Congresswoman Barbara Lee also tweeted that she found the proposal “offensive.” “As a single mother who relied on food stamps to help feed my boys, I can’t overstate how offensive this proposal is. Low-income families need more access to fresh produce & healthy foods, not less.”

According to the Food Research and Action Center, the harvest box is “a Rube-Goldberg designed system” that would replace the EBT cards that SNAP recipients use at supermarkets, grocery stores, farmers markets and elsewhere, and would be “costly, inefficient, stigmatizing, and prone to failure.” The nonprofit added that the “mind-boggling hundreds of billions of dollars’ worth of cuts and the ill-conceived programmatic distortions, if adopted, will mean much more hunger and poverty, worsened health, decreased ability of children to do well in school, and lower productivity for America.” The group pointed to recent research showing that SNAP is of critical importance in reducing food and economic insecurity, fighting poverty and improving the nation’s health and well-being.

In his 2011 book, “Time to Get Tough,” Trump warned of a “food stamp crime wave,” claiming half of SNAP recipients have been in the program for nearly a decade and attributing this to fraud. In recent years, Fox News has claimed the food stamp program is rife with fraud and waste, while in reality, fraud accounts for merely a penny on the dollar.
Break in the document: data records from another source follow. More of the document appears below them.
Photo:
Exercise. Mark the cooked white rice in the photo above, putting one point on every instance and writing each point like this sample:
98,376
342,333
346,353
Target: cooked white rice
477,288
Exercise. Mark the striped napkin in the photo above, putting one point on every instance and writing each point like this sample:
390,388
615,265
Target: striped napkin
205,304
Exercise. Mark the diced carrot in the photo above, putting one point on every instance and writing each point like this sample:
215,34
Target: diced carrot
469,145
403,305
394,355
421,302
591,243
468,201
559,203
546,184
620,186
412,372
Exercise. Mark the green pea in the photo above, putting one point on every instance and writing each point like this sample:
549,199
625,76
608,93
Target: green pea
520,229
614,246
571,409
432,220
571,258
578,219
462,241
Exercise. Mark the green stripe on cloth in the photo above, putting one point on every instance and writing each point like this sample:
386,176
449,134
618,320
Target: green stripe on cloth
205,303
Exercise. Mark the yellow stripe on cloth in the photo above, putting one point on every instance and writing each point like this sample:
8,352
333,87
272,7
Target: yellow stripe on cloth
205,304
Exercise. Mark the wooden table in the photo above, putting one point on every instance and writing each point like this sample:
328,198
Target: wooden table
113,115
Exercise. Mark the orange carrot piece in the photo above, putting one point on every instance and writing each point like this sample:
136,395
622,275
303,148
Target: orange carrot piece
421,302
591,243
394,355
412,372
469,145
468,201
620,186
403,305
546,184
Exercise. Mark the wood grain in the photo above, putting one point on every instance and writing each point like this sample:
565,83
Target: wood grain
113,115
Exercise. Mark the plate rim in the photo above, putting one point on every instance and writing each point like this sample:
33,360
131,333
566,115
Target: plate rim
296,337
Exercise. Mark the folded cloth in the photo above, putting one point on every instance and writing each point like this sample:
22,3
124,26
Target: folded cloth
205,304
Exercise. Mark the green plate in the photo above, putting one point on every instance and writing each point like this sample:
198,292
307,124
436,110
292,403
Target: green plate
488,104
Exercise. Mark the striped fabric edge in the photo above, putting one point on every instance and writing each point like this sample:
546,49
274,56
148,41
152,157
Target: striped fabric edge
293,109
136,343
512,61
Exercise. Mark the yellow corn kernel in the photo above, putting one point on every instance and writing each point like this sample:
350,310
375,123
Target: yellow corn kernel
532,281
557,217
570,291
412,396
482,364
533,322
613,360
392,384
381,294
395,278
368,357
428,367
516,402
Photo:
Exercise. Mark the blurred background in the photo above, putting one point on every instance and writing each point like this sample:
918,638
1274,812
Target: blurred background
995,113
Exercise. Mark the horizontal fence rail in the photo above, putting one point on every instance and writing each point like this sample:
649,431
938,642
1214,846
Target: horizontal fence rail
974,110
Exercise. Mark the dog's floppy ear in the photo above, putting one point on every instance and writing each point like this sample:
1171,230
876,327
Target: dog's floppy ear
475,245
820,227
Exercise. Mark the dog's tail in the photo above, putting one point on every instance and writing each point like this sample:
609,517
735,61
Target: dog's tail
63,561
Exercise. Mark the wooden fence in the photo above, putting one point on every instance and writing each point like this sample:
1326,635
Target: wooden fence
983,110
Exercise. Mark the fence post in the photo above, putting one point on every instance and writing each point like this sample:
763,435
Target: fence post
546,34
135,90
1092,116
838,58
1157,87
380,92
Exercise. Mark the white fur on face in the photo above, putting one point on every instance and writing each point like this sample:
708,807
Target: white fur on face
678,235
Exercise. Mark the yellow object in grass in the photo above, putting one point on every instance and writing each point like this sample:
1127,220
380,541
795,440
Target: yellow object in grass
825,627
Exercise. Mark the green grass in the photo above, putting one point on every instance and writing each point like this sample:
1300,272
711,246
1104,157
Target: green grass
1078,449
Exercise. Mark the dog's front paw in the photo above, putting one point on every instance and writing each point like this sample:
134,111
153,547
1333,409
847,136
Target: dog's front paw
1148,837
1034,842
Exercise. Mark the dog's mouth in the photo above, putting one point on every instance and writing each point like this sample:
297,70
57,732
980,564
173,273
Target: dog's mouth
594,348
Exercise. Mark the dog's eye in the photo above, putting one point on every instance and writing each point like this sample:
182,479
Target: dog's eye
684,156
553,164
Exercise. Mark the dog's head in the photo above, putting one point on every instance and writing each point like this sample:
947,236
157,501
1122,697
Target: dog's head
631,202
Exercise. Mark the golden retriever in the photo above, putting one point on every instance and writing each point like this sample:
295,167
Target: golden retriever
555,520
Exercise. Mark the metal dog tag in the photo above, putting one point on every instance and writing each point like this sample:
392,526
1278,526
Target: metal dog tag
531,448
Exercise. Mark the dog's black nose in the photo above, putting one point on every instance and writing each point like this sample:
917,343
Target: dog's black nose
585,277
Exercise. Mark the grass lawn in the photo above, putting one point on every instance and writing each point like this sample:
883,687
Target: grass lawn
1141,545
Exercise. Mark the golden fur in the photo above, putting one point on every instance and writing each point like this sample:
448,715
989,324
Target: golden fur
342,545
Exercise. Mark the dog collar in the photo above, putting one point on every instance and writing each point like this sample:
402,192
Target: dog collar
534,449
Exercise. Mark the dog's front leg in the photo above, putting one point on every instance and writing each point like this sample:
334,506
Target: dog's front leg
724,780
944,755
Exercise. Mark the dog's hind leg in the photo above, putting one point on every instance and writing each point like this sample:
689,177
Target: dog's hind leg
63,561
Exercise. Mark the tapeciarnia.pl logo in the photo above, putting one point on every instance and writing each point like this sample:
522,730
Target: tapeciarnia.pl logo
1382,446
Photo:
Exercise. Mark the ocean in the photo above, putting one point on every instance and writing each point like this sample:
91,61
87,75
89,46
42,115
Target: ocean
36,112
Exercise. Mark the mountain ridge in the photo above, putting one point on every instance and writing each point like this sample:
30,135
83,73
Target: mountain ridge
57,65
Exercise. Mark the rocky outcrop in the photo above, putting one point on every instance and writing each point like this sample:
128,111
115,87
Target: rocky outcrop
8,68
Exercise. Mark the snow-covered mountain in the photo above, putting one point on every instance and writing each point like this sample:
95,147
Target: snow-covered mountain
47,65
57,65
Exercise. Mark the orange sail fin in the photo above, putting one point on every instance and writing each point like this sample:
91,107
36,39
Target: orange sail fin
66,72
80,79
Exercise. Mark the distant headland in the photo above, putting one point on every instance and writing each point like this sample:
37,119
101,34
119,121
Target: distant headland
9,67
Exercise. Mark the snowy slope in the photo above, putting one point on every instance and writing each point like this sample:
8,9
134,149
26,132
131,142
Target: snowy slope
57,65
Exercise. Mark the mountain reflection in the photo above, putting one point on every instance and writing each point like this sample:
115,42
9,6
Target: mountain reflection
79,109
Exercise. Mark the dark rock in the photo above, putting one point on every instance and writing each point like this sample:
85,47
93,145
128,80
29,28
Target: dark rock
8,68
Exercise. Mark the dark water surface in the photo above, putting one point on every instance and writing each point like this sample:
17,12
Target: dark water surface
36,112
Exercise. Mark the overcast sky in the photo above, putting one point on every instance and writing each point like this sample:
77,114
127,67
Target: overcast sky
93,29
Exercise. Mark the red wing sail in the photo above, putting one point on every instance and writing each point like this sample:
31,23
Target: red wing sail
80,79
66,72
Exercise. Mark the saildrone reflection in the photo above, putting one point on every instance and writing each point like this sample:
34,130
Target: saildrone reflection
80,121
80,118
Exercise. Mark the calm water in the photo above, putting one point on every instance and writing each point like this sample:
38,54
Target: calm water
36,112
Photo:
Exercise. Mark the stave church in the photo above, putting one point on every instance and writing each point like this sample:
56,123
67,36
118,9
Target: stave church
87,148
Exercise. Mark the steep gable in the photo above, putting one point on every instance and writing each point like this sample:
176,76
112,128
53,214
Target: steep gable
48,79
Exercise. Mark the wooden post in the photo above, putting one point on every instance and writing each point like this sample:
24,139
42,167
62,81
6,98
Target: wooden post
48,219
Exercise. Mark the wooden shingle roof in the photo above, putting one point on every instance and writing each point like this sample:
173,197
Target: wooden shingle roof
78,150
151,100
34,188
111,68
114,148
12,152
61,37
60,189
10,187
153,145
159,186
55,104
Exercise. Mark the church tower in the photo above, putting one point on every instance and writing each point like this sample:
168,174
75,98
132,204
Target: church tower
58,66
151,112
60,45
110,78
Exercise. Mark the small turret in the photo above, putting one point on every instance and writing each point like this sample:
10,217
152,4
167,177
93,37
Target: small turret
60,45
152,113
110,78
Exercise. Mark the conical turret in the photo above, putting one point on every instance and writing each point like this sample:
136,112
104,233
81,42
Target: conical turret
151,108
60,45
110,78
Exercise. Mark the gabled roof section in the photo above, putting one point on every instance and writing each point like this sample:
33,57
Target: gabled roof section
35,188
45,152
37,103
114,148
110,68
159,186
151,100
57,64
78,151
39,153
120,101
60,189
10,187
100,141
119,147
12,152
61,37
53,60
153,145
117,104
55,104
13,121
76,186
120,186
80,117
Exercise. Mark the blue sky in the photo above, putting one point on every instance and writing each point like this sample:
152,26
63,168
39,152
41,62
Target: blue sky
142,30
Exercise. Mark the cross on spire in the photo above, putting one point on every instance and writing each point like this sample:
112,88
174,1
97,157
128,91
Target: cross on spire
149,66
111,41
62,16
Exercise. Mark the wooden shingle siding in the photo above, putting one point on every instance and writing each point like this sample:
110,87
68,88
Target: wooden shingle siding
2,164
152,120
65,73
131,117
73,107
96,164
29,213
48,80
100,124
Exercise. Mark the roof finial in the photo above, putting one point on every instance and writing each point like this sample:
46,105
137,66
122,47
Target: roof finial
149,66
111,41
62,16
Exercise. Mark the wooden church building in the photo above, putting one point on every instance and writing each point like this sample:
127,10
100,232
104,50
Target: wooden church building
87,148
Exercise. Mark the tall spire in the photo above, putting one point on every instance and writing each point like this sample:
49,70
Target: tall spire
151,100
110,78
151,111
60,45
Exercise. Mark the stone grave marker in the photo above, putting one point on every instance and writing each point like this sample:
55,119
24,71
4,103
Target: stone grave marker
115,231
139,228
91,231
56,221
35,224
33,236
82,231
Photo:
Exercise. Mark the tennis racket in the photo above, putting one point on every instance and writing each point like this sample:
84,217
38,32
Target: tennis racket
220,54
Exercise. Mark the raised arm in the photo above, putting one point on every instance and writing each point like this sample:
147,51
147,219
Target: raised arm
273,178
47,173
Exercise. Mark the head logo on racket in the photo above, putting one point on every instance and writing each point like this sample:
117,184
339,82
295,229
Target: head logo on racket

With its sensationalistic 2013 report called “The Great Food Stamp Binge,” Fox News created a narrative of widespread SNAP abuse.

The gutting of SNAP is but one example of a proposed budget that represents a full assault on the social safety net, with deep cuts to Temporary Assistance to Needy Families or TANF (also known as welfare), $72 billion slashed from Social Security disability programs, $302 billion in Medicaid cuts and allowing states to impose work requirements and lifetime limits for Medicaid. The Trump administration hopes to cut $4 billion in federal student aid per year, and eliminate all $40 million in federal funding to a tuition aid program that helps D.C. residents attend college. The income-based loan repayment plans face sharp cuts, subsidized loans and the Public Service Loan Forgiveness Program would be eliminated entirely, and federal work study cut in half, with the government likely to more aggressively pursue delinquent student loan borrowers. As the Center for American Progress noted in a memo, this budget also calls for “huge cuts” to federal affordable housing programs, eliminates home heating assistance, and takes housing away from those who cannot find work.

The budget would also eliminate a $2 billion program to increase the quality of teachers and school leaders, a $1.19 billion program for before- and after-school academic improvement centers, $190 million in grants for K-12 literacy instruction, and the $480 million budget for public broadcasting. As the Washington Post suggests, Trump’s slashing and burning of social programs is a classic Reaganesque “starving of the beast” in which Republicans pass an enormous tax cut to the wealthy and corporations — which just took place — causing increased deficits — the most recent tax cut delivers a $1.5 trillion bill — and thereby leaving no option but “savage” cuts to the safety net. This $4.4 trillion budget, which would $7 trillion to the deficit over 10 years, now goes to Congress for further deliberation.